Lorsqu'il écrivit le livre de Sophie, il y avait déjà longtemps qu'il avait compris l'heureux ascendant que les femmes pourraient exercer sur la société, et la nécessité de réformer leur éducation; on peut dire que ce sujet l'avait tenté dès le premier jour où il prit la plume? Voici à cet égard une curieuse

note de son premier Discours (1750), qui précéda de douze ans l'Émile :

« Je suis bien éloigné de penser que cet ascendant des femmes soit un mal en soi. C'est un présent que leur a fait la nature pour le bonheur du genre humain; mieux dirigé, il pourrait produire autant de bien qu'il fait de mal aujourd'hui. On ne sent point assez quels avantages naîtraient dans la société d'une meilleure éducation donnée à cette moitié du genre humain qui gouverne l'autre. Les hommes seront toujours ce qu'il plaira aux femmes: si vous voulez donc qu'ils deviennent grands et vertueux, apprenez aux femmes ce que c'est que grandeur d'âme et vertu. Les réflexions que ce sujet fournit et que Platon a faites autrefois mériteraient fort d'être mieux développées par une plume digne d'écrire d'après un tel maître, et de défendre une si grande cause. »
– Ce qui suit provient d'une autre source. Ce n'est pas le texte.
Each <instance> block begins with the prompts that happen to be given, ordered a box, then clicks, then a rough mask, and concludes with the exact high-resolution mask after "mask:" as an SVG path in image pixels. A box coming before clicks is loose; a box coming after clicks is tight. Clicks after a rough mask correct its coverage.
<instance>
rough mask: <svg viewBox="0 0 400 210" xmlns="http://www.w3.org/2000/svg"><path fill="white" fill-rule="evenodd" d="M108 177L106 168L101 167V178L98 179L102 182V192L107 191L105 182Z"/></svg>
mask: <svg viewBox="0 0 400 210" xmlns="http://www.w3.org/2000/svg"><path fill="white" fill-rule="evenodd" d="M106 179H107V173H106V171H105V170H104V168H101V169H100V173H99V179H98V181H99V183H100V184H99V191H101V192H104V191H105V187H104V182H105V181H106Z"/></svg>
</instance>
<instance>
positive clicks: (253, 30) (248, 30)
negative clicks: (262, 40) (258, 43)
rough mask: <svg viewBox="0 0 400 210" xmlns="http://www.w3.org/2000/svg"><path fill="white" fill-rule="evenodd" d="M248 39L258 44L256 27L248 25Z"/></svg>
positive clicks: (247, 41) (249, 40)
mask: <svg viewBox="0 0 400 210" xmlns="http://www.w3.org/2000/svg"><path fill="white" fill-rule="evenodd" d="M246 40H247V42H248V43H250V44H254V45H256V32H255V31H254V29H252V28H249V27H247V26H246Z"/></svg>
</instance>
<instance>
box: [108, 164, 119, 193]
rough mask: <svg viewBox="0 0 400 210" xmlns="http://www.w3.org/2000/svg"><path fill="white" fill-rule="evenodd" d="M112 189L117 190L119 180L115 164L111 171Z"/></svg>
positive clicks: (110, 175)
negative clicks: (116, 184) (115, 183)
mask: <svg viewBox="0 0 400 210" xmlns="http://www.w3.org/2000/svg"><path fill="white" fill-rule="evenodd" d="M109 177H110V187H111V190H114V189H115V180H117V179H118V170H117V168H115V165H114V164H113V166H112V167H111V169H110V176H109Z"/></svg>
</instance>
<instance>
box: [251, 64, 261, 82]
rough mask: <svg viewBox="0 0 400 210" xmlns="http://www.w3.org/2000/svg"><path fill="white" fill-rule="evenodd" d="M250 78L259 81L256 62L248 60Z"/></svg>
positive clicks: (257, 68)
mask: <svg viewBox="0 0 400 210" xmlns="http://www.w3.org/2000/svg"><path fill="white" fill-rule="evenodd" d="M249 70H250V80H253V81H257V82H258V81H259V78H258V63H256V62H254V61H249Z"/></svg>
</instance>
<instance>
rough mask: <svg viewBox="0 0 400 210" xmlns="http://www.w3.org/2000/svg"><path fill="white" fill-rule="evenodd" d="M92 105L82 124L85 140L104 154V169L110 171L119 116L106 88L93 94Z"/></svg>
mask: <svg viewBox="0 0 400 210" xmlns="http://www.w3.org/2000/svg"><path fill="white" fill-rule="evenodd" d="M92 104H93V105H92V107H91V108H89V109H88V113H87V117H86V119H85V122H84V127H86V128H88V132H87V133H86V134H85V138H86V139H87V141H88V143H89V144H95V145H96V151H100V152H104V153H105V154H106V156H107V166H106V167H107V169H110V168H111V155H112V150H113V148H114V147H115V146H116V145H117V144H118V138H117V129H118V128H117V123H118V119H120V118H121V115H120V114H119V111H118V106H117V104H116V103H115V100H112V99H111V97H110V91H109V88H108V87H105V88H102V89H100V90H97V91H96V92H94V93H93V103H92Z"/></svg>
Cette grande cause dont parle ici Rousseau et qui avait tant besoin d'être défendue dans la société du XVIII° siècle, c'est lui-même qui la défendra. C'est à sa plume qu'était réservée cette gloire.

Dans un temps où la pudeur était traitée de préjugé par toute une école de soi-disant philosophes, et si scandaleusement foulée aux pieds par le sexe même le plus intéressé à la respecter, il montra qu'elle était un sentiment naturel et qu'elle devait être la première vertu de la femme.